The aunt passed away 12 years later, leaving everything to the decedent. After the aunt’s death, decedent and Petitioner agreed that neither the prenuptial nor the postnuptial agreements would be honored or enforced. But before they took action on that agreement, decedent’s health began to dramatically deteriorate. By December of 2016, decedent was diagnosed with kidney failure and was on dialysis three times per week. In August of 2017, decedent instructed his attorney that he “wanted to take care of” both petitioner and his nephew. Unfortunately, the attorney took no action on decedent’s instructions until December of 2017, after decedent was gravely ill and admitted to the hospital. The attorney then spoke to his law partner and advised him that decedent wanted to update his estate plan and advised him about the prenuptial agreement. The partner waited until decedent was well enough to have the discussion, which he did on December 28, 2017 in decedent’s hospital room. Unfortunately, the partner did not get into specifics because the Petitioner and the nephew were present. Although he did mail to decedent at his home an estate planning template for decedent to fill out, the decedent died within the week and never made it home.

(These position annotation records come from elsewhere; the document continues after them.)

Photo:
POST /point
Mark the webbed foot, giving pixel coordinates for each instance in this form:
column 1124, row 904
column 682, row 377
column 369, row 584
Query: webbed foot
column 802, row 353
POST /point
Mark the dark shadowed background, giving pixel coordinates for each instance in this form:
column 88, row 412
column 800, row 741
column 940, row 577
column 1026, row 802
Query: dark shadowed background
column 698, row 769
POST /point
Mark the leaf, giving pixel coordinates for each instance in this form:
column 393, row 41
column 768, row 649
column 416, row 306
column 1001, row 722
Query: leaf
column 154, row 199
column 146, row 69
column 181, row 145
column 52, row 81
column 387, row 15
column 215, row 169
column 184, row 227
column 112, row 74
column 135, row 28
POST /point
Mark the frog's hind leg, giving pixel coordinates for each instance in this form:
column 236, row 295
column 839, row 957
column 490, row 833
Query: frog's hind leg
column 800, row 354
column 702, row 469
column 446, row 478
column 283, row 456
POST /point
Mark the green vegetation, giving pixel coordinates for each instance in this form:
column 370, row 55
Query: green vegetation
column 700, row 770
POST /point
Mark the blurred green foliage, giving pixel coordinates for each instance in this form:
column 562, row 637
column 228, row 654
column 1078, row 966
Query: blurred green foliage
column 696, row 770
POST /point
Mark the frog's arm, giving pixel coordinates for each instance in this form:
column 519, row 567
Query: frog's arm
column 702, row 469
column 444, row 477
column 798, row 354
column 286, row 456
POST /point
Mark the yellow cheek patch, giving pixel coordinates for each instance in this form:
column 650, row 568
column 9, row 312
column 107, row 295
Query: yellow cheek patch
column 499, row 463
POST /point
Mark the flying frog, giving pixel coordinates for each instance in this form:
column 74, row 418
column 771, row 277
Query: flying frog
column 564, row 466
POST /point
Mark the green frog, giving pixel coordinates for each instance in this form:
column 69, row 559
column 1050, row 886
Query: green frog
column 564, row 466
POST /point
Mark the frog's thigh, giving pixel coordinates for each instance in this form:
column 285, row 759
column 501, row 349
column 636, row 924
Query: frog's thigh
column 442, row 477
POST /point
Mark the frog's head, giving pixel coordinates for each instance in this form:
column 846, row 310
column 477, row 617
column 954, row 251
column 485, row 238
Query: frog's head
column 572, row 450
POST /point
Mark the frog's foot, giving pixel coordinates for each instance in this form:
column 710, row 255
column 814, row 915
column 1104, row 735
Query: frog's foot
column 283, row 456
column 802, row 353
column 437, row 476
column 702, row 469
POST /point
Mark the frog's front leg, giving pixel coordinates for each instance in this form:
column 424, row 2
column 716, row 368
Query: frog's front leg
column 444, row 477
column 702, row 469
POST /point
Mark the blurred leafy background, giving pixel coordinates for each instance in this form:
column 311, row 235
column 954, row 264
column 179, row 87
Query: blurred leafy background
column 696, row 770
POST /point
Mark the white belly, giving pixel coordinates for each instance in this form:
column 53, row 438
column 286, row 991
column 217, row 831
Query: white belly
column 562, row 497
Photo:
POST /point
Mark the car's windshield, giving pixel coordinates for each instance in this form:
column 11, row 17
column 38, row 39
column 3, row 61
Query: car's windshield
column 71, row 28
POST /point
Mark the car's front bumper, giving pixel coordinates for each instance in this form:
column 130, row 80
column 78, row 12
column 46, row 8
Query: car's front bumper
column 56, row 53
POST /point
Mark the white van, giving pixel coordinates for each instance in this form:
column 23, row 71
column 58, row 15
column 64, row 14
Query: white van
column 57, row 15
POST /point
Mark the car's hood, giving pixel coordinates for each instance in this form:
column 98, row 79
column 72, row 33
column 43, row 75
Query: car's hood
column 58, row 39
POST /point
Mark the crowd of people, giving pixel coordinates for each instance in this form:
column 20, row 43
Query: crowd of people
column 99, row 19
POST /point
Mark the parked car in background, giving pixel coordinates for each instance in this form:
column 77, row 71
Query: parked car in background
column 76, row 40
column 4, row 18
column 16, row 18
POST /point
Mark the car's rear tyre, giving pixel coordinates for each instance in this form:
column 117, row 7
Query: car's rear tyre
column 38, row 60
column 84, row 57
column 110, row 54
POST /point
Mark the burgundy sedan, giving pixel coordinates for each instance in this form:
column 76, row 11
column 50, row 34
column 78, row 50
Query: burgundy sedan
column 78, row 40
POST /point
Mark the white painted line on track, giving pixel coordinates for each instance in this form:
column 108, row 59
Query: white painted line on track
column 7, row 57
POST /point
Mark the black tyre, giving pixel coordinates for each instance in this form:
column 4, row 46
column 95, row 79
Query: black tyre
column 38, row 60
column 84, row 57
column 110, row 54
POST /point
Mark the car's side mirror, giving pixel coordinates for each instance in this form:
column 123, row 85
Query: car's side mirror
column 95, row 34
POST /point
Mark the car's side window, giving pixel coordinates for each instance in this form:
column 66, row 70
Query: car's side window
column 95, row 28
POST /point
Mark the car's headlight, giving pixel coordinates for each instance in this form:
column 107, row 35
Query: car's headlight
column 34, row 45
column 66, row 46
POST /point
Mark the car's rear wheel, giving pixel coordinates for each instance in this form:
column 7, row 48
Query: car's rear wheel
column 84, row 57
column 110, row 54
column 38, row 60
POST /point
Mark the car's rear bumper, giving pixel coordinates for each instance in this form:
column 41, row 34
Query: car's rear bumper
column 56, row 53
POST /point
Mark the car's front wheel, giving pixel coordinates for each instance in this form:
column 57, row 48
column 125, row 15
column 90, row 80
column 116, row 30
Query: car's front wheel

Immediately after his death, several family members, many of whom had not spoken to or seen the decedent in years came forward to – as one of them testified – “enforce [decedent]’s wishes.” Robert Zawideh aggressively attacked the circumstances of the signing of the two agreements and sought to prove that, regardless of those circumstances, the decedent and the petitioner verbally agreed to dispense with them. Significantly, there existed an approximately 15 year old deposition transcript where decedent testified to ownership of a large asset not disclosed in the prenuptial agreement. After two years of litigation, 11 depositions, extensive discovery and multiple cross motions for summary disposition, the parties agreed that, instead of receiving nothing, Petitioner will receive approximately 1/3 of her late husband’s $3.1 million dollar estate.